SCG does not conceal its plan to continue exploiting other regional markets. In 2012, together with Vietnam, Indonesia was also the targeted market for SCG to expand its business to take full advantage of the available materials and low labor force there.

However, SCG does not intend to set up new businesses in Vietnam. The current gloomy real estate market, the high inventories of houses and building materials in Vietnam have prompted it to take a shortcut to enter the market.

Through SCG Building Materials, SCG spent baht7.2 billion to buy 85 percent of stakes of Prime Group, the Vietnamese biggest tile manufacturer which can provide 75 million square meters of products, or 33 percent of the output in Vietnam.

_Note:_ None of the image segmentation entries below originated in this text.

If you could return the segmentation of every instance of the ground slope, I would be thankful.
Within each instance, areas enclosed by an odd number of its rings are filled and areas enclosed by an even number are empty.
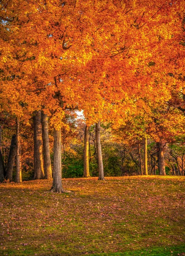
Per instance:
[[[68,179],[63,194],[51,181],[1,184],[0,255],[185,255],[184,181]]]

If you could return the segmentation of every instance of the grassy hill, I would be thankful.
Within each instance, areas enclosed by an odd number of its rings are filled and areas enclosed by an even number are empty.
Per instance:
[[[0,255],[185,255],[184,178],[0,184]]]

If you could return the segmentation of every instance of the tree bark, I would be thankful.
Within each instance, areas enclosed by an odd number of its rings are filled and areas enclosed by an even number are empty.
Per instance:
[[[7,165],[6,166],[6,173],[5,177],[5,179],[8,182],[12,182],[13,181],[12,174],[16,153],[16,134],[14,134],[11,138],[9,158],[8,159]]]
[[[62,183],[62,150],[61,129],[54,128],[54,159],[53,186],[51,192],[61,193],[70,192],[63,188]]]
[[[0,150],[2,154],[2,128],[0,126]]]
[[[22,173],[20,163],[20,144],[19,136],[20,123],[19,119],[16,119],[16,175],[15,176],[15,182],[22,182]]]
[[[43,143],[43,155],[44,158],[44,178],[52,179],[51,165],[51,164],[49,151],[49,131],[48,116],[43,111],[41,113],[42,136]]]
[[[159,175],[166,175],[165,171],[165,162],[164,157],[162,144],[160,142],[157,142],[158,148],[157,155],[159,161]]]
[[[148,175],[147,139],[146,137],[145,138],[144,143],[144,174]]]
[[[3,159],[1,151],[0,150],[0,183],[3,182],[5,179],[5,169]]]
[[[41,111],[34,117],[34,180],[44,177],[42,147]]]
[[[85,125],[84,134],[84,149],[83,150],[83,177],[90,177],[88,160],[89,126]]]
[[[99,172],[98,180],[105,180],[103,172],[103,160],[102,159],[102,149],[100,143],[100,122],[96,123],[96,144],[97,149],[97,157]]]
[[[140,150],[140,144],[138,143],[138,151],[139,151],[139,159],[140,167],[140,172],[141,175],[143,175],[142,172],[142,158],[141,158],[141,151]]]

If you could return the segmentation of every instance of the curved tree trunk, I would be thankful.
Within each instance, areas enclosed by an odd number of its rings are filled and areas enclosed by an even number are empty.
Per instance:
[[[100,121],[98,123],[96,123],[96,144],[97,149],[98,172],[99,173],[98,180],[105,180],[100,143]]]
[[[147,166],[147,139],[145,138],[144,143],[144,174],[148,175]]]
[[[62,183],[62,151],[61,129],[54,129],[54,159],[53,186],[50,191],[55,193],[69,192],[64,190]]]
[[[157,143],[158,148],[157,155],[159,160],[159,175],[166,175],[165,171],[165,162],[164,157],[162,144],[160,142]]]
[[[43,179],[42,147],[41,111],[37,111],[34,117],[34,177],[35,180]]]
[[[19,120],[18,118],[16,119],[16,175],[15,176],[15,182],[22,182],[22,173],[20,163],[20,145],[19,137]]]
[[[83,177],[88,178],[90,177],[88,160],[89,126],[85,125],[84,134],[84,149],[83,151]]]
[[[10,151],[6,166],[6,173],[5,179],[9,182],[12,182],[14,164],[16,153],[16,135],[14,134],[11,138]]]
[[[49,151],[49,131],[48,128],[48,116],[43,111],[41,113],[42,135],[43,143],[43,155],[44,158],[44,178],[52,179],[51,165],[51,164],[50,152]]]

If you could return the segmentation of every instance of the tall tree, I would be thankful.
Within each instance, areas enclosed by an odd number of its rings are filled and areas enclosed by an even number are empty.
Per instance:
[[[34,116],[34,177],[35,180],[44,177],[42,146],[41,111],[37,111]]]
[[[105,180],[103,172],[103,164],[102,158],[102,148],[100,142],[100,121],[96,123],[96,144],[97,151],[98,160],[98,168],[99,172],[98,180]]]
[[[89,149],[89,130],[90,127],[85,125],[84,133],[84,148],[83,150],[83,177],[90,177],[88,152]]]
[[[1,151],[0,150],[0,183],[3,182],[5,178],[5,169]]]
[[[22,173],[20,159],[20,121],[18,117],[16,119],[16,175],[15,182],[22,182]]]
[[[139,153],[139,167],[141,175],[143,175],[142,172],[142,158],[141,157],[141,150],[140,149],[140,144],[138,143],[138,153]]]
[[[16,134],[14,134],[11,138],[9,158],[6,166],[6,175],[5,177],[6,180],[9,182],[11,182],[13,181],[12,174],[16,154]]]
[[[52,179],[51,165],[49,151],[49,131],[48,116],[43,111],[41,113],[42,136],[43,144],[44,178]]]
[[[157,155],[159,161],[159,175],[166,175],[163,145],[160,142],[157,142],[157,144],[158,148]]]
[[[147,138],[145,137],[144,141],[144,174],[148,175],[147,165]]]
[[[61,193],[69,192],[64,189],[62,183],[61,128],[54,128],[54,159],[53,163],[53,186],[51,192]]]

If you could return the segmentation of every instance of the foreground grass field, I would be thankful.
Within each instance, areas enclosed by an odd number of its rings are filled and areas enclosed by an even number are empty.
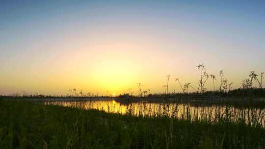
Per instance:
[[[210,123],[128,112],[0,100],[0,149],[265,148],[264,128],[227,116]]]

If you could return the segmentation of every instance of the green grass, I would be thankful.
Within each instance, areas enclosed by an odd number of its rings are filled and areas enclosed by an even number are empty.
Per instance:
[[[265,129],[243,121],[136,117],[0,100],[0,149],[264,149]]]

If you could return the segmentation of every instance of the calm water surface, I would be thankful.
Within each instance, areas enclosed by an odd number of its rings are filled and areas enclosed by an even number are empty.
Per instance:
[[[243,120],[249,124],[265,124],[265,109],[256,108],[235,108],[233,106],[211,105],[199,106],[189,103],[154,103],[148,101],[126,103],[114,99],[85,101],[47,101],[48,104],[80,107],[85,109],[98,109],[108,113],[130,113],[135,116],[156,117],[168,116],[191,121],[220,121],[220,118],[238,122]]]

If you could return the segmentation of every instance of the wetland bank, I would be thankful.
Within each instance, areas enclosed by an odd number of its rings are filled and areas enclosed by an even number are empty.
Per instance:
[[[264,149],[262,99],[3,98],[0,148]]]

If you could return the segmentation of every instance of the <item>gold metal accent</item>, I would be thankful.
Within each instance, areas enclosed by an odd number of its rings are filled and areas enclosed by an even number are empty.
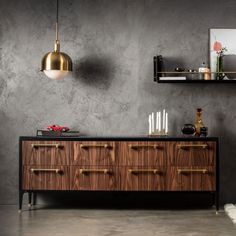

Also in 2012, SCG, through its subsidiaries, bought 23 percent and 20 percent of Tien Phong and Binh Minh Plastics Companies. The deals were worth baht1.3 billion.

In the chemicals manufacturing sector, SCG, together with Qatari and a Vietnamese partner, received the license for the chemical complex worth $4.5 billion in the southern province of Ba Ria – Vung Tau.

Analysts believe that these are not the final deals of SCG in Vietnam, and the big guy are still seeking the opportunities to buy Vietnamese small and medium enterprises operating in the fields that SCG is developing.

Local newspapers recalled a statement of SCG made three years ago that SCG would invest some $9 billion in Vietnam in the next three years.

Vietnam, an ideal leverage market

Not only SCG, but other big Thai groups have expressed their satisfaction about their business performance in Vietnam

The Nation in late 2012 quoted Deputy President of CP Vietnam Corp Sooksan Jiumjaiswanglert as saying that though foreign investors are eyeing Myanmar, CP still considers Vietnam an important market thanks to its high growth rate, from which CP would make further steps towards the other regional markets of Laos, Cambodia and China.

CP Group has announced that in 2013-2015, it would spend baht50 billion to expand business in emerging markets.

Setting foot in Vietnam in 1993 with the animal feed manufacturing factory in Dong Nai province, CP Vietnam is now leading the animal feed market.

The CP’s ambition to scale up its business in Vietnam can be seen in its decision to pay twice as the price to acquire the 40 percent s stakes of Minh Phu JSC, the biggest shrimp processing and export company. However, the deal has failed.

Don T, the Thai businessman, said the outstanding feature of Thai investment is that the investors don’t spend money in too many different business fields, while they would only focus on their forte sectors. Distribution is one of the sectors.

“Thai goods have more reasonable prices than the European products, while they are more favored by Vietnamese than Chinese goods. This is the reason which prompts Thai to open distribution chains in Vietnam,” he said.

Mongkol Banthrarungroj, Vice President of Thai Corp International said it plans to set up a retail center in Vietnam in 2013 where 70 percent of the goods to be displayed would be sourced from Thailand.